Marvel Comics fictional character

The Blob (Frederick J. "Fred" Dukes) is a fictional character appearing in American comic books published by Marvel Comics. The character was created by Stan Lee and Jack Kirby and first appeared in X-Men #3 (January 1964). A mutant originally depicted as a morbidly obese circus freak, the Blob claims to be immovable when he so desires. He possesses an extreme amount of pliable body mass, which grants him superhuman strength. Possessing the demeanor of a bully, he mostly uses his powers for petty crime, leading him to clash repeatedly with the X-Men, though he has occasionally fought other superheroes like Spider-Man.

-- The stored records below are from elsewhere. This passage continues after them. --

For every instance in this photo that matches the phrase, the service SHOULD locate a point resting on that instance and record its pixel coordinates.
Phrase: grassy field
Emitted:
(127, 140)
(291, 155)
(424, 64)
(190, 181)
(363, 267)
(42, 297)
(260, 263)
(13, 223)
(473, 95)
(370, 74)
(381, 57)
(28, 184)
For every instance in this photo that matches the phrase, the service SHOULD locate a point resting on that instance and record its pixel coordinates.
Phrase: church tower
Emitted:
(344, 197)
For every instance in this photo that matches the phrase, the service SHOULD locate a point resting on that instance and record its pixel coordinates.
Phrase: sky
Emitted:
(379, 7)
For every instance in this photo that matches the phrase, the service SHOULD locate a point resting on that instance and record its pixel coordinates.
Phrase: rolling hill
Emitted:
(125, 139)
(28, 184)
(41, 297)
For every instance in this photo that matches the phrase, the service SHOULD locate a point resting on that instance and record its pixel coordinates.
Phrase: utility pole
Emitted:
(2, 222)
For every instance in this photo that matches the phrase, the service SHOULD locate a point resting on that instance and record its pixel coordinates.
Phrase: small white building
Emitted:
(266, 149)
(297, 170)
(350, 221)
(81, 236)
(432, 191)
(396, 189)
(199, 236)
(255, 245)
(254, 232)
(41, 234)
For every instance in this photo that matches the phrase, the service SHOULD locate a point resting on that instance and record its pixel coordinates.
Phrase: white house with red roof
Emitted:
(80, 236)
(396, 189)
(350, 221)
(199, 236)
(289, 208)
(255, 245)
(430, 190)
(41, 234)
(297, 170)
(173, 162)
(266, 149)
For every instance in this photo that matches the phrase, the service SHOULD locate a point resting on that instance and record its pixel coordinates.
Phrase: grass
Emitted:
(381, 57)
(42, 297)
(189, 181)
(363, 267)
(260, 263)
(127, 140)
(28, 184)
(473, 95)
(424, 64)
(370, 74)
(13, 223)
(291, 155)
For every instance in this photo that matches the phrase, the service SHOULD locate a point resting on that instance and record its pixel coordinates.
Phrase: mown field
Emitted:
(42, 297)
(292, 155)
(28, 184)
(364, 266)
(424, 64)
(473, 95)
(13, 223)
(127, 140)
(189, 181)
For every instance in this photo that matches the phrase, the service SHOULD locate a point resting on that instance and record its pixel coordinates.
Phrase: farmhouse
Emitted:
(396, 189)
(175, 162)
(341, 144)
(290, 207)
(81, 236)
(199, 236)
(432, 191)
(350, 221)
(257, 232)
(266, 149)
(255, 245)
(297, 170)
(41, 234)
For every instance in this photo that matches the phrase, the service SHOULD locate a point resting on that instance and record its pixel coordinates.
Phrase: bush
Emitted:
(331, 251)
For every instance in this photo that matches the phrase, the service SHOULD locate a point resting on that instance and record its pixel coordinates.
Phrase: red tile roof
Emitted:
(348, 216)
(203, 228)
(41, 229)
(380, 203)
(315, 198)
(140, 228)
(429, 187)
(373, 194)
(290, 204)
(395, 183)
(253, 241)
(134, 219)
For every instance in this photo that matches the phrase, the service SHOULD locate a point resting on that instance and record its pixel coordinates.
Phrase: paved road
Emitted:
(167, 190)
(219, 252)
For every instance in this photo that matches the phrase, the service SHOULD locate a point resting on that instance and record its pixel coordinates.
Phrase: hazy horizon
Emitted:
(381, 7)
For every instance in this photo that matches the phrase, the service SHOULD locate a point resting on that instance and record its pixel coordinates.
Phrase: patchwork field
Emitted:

The Blob is also sometimes depicted as a member of supervillain teams like the Brotherhood of Mutants and Freedom Force.

In live action, Fred Dukes appeared in X-Men Origins: Wolverine (2009), portrayed by Kevin Durand. "Giant" Gustav Claude Ouimet had a cameo as the Blob in X-Men: Apocalypse (2016), and Mike Waters had a cameo as the character in Deadpool & Wolverine (2024).

==Publication history==
Created by writer Stan Lee and artist Jack Kirby, the Blob first appeared in X-Men #3 (January 1964).

==Fictional character biography==
===Early years===
Born in Lubbock, Texas, Fred J. Dukes starts out as a member of a circus sideshow under the name "the Blob". His act was that he could remain stationary when others tried to move him. He is detected and contacted by Charles Xavier via Cyclops, who sees his performance and tells him that he (Dukes) is a mutant, and asks him to join the X-Men. At the X-Mansion, the other X-Men dislike Dukes for his obnoxious attitude. Iceman uses his power against Dukes to create an ice block around his foot, but the Blob easily escapes. The Blob refuses Xavier's invitation, saying he is better than the other X-Men. When Xavier tries erasing his mind of what has transpired, the Blob escapes the X-Mansion despite the efforts of Beast and uses the sewer to get away without being followed. He tells the manager of the carnival he is taking over, then gathers up the other circus members and they attack the Xavier School for Gifted Youngsters, as he plans to get technology from the X-Men and take over the world. Meanwhile, Xavier works on a device which will allow him to erase the memories of many people. The carnival succeeds in defeating the X-Men despite a warning from Angel. They tie up the X-Men and leave them on the lawn. They then enter the X-Mansion to find the Professor and his technology. Xavier telepathically contacts Marvel Girl and tells her to remove her blindfold using her telekinesis, then levitate a knife from a performer's tent to cut through her bonds, after which she frees the other members. Xavier is able to wipe everyone's minds after the carnival is stopped by a wall of ice, and the Blob goes back to the circus.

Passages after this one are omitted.